In 2007, Dalton McGuinty's Liberals cruised to a second straight majority term in Ontario's general election.
In 2007, former NHL player Rob Ramage was found guilty on all five charges he faced including impaired driving causing death in a fatal crash that killed former Chicago Blackhawk Keith Magnuson on Dec. 15, 2003.
In 2007, an inquiry report cleared the RCMP of a cover-up in its investigation of sexual abuse of boys at Kingclear training school in New Brunswick but concluded sloppy investigative techniques created the perception of a cover-up.
In 2007, a Russian spacecraft blasted off for the international space station, carrying Sheikh Muszaphar, Malaysia's first astronaut, and Peggy Whitson, an American who became the first woman to command the orbital outpost.
In 2007, Prime Minister Stephen Harper announced a deal with Nova Scotia over offshore revenue sharing.
In 2008, the Canadian dollar posted its biggest intra-day decline -- falling 4.87 cents against the American dollar.
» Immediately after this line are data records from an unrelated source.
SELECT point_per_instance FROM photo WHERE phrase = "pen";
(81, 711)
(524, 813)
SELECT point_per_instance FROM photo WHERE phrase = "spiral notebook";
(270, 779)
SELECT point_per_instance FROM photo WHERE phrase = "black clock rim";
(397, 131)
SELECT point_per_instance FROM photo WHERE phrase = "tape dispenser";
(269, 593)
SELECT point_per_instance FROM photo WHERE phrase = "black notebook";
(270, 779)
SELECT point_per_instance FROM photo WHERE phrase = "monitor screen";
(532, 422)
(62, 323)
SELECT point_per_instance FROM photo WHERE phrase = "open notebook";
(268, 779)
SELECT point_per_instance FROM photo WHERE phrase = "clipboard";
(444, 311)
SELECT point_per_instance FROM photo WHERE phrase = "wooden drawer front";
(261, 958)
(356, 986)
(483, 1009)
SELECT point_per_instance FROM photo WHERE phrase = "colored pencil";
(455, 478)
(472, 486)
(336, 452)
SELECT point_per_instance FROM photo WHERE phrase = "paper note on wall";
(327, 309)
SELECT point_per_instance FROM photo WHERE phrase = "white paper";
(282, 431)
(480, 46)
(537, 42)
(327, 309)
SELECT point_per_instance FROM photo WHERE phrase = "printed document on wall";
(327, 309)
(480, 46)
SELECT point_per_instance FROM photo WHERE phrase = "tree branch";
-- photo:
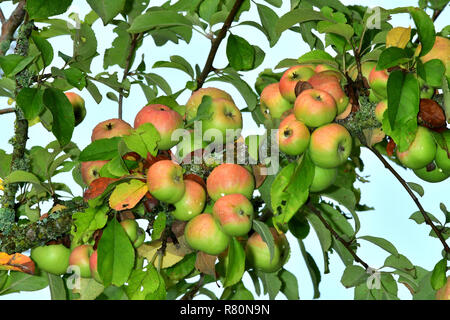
(413, 196)
(216, 43)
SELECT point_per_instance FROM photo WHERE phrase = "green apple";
(204, 233)
(330, 145)
(421, 151)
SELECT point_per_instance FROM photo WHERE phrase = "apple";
(196, 99)
(78, 105)
(421, 151)
(80, 257)
(323, 178)
(293, 137)
(192, 203)
(51, 258)
(434, 175)
(378, 82)
(290, 78)
(272, 103)
(442, 157)
(204, 233)
(164, 119)
(223, 115)
(315, 107)
(380, 109)
(234, 213)
(165, 181)
(258, 254)
(90, 170)
(111, 128)
(330, 145)
(229, 178)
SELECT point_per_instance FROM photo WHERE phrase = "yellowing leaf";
(398, 37)
(126, 195)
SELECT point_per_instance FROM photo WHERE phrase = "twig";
(337, 236)
(413, 196)
(126, 71)
(215, 43)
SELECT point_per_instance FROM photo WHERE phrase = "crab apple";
(290, 78)
(111, 128)
(131, 228)
(196, 99)
(165, 181)
(90, 170)
(434, 175)
(204, 233)
(380, 109)
(52, 258)
(165, 121)
(421, 151)
(323, 178)
(234, 213)
(378, 82)
(192, 203)
(293, 137)
(258, 253)
(78, 105)
(442, 156)
(223, 115)
(315, 108)
(228, 178)
(272, 103)
(80, 257)
(330, 145)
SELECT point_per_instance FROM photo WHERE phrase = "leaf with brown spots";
(16, 262)
(126, 195)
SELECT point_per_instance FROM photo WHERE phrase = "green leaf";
(101, 149)
(158, 19)
(235, 263)
(30, 100)
(438, 278)
(107, 9)
(43, 9)
(115, 255)
(62, 112)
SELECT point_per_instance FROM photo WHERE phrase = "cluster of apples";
(307, 100)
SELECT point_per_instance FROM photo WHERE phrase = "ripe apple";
(258, 254)
(223, 115)
(330, 145)
(293, 137)
(290, 78)
(421, 151)
(196, 99)
(80, 257)
(234, 213)
(272, 103)
(78, 105)
(378, 82)
(442, 158)
(52, 258)
(204, 233)
(165, 181)
(192, 203)
(315, 107)
(323, 178)
(229, 178)
(111, 128)
(164, 119)
(90, 170)
(434, 175)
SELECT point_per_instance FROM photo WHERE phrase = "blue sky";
(392, 203)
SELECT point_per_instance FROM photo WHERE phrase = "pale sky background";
(392, 204)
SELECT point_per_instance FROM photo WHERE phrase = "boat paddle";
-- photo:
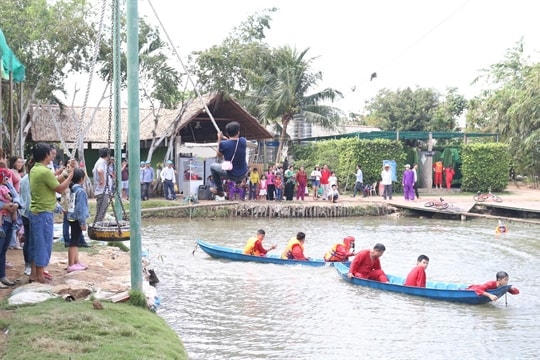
(195, 249)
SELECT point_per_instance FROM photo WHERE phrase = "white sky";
(409, 43)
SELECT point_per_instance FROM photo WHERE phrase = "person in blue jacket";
(77, 214)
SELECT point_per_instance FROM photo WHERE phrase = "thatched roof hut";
(190, 122)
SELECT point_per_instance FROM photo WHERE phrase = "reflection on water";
(231, 310)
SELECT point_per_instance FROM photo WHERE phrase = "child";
(333, 194)
(262, 188)
(77, 215)
(278, 184)
(5, 196)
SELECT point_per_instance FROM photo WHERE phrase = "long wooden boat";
(222, 252)
(109, 231)
(453, 292)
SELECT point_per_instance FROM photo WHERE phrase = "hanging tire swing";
(109, 230)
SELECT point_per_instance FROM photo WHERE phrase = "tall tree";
(422, 109)
(289, 91)
(159, 82)
(273, 84)
(236, 66)
(509, 106)
(52, 39)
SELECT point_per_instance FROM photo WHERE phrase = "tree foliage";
(288, 91)
(239, 63)
(274, 84)
(51, 38)
(509, 106)
(485, 166)
(416, 110)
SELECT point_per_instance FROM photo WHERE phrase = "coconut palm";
(286, 92)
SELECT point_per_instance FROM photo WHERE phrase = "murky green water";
(231, 310)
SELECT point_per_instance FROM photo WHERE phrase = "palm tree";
(285, 93)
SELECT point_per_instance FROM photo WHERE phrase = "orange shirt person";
(449, 176)
(502, 279)
(295, 248)
(254, 245)
(417, 276)
(437, 168)
(342, 251)
(366, 264)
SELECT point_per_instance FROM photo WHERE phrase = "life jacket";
(287, 254)
(249, 249)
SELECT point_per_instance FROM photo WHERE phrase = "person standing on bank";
(102, 183)
(43, 188)
(408, 183)
(147, 179)
(359, 183)
(386, 180)
(233, 150)
(76, 215)
(168, 176)
(415, 187)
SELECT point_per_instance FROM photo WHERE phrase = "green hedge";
(485, 166)
(343, 155)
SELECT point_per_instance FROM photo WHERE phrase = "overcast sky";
(408, 43)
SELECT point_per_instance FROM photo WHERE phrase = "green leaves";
(343, 155)
(416, 110)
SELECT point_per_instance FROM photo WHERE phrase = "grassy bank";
(57, 329)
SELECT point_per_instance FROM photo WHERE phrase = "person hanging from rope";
(233, 150)
(102, 183)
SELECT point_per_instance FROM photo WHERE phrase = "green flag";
(10, 63)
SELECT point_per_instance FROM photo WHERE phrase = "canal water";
(233, 310)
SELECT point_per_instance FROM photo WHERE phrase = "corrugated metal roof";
(403, 135)
(191, 122)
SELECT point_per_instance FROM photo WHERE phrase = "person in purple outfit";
(408, 183)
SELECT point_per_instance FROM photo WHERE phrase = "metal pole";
(132, 19)
(1, 115)
(117, 108)
(22, 121)
(11, 132)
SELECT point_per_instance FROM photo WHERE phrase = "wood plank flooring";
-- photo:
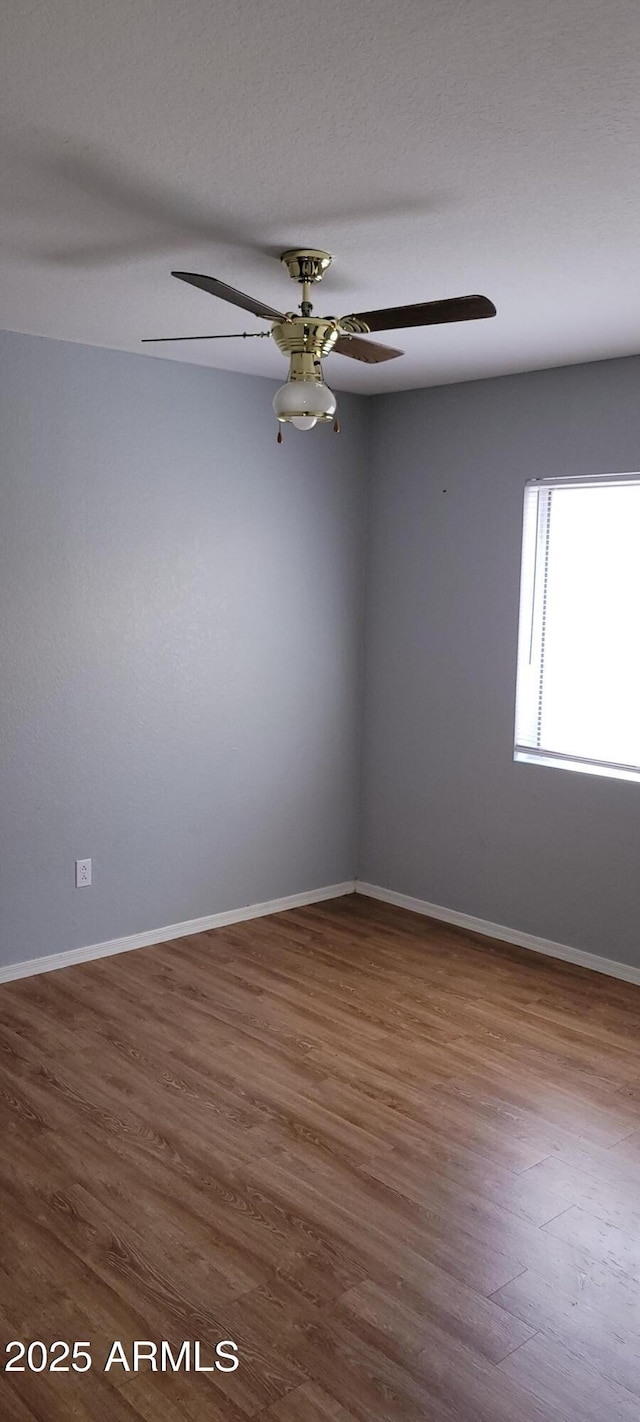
(397, 1165)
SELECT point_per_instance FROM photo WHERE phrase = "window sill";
(575, 762)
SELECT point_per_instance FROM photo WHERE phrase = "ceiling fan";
(306, 339)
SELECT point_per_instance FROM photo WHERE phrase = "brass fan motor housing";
(305, 336)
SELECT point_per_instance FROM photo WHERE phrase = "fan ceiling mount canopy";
(306, 339)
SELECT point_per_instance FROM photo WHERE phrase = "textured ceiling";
(435, 147)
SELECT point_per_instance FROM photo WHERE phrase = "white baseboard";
(497, 930)
(174, 930)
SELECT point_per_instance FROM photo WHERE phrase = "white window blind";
(578, 696)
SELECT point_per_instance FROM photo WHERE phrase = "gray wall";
(179, 642)
(447, 815)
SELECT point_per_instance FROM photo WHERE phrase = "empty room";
(320, 711)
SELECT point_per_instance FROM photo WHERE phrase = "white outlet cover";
(83, 873)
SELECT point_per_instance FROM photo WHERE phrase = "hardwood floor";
(397, 1165)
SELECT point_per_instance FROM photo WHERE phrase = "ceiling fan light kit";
(305, 400)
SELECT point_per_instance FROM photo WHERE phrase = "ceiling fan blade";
(370, 351)
(228, 293)
(231, 336)
(428, 313)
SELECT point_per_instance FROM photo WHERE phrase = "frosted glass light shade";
(305, 401)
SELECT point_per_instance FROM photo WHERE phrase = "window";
(578, 698)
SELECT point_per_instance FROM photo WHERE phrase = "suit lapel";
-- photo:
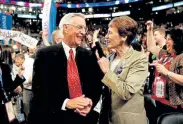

It recovered somewhat near the end of the business day to close down 2.59 cents to 84.69 cents U.S.
In 2008, former Finnish president Martti Ahtisaari was awarded the Nobel peace prize for his decades of work trying to build lasting peace in various parts of the world.
In 2008, Finance Minister Jim Flaherty announced the federal government planned to buy $25 billion in Canadian mortgage-backed securities in a bid to ease a growing credit crunch faced by the country's banks and other financial institutions.
In 2009, it was announced that the five Alberta women who won the right for women to be legally recognized as “persons” in the landmark 1929 court ruling had been posthumously named honorary senators. It was the first time the Senate had named anyone an honorary senator.
In 2009, Turkey and Armenia signed an accord in Zurich to establish diplomatic ties in an effort to set aside a century of animosity between the neighbouring countries.
In 2009, Joan Orenstein, the Nova Scotia actor best known for her work on the stage, died at age 78. She was a familiar face at Halifax's Neptune Theatre and also played lead roles on stages across Canada, including at the National Arts Centre in Ottawa and the Shaw Festival in southern Ontario. In television, she appeared on the show “Emily of New Moon” and the mini-series “Shattered City.”
In 2010, Virgin Galactic's space tourism rocket SpaceShipTwo achieved its first solo glide flight, marking another step in the company's eventual plans to fly paying passengers. It flew freely for 11 minutes in the Mojave Desert before landing at an airport runway.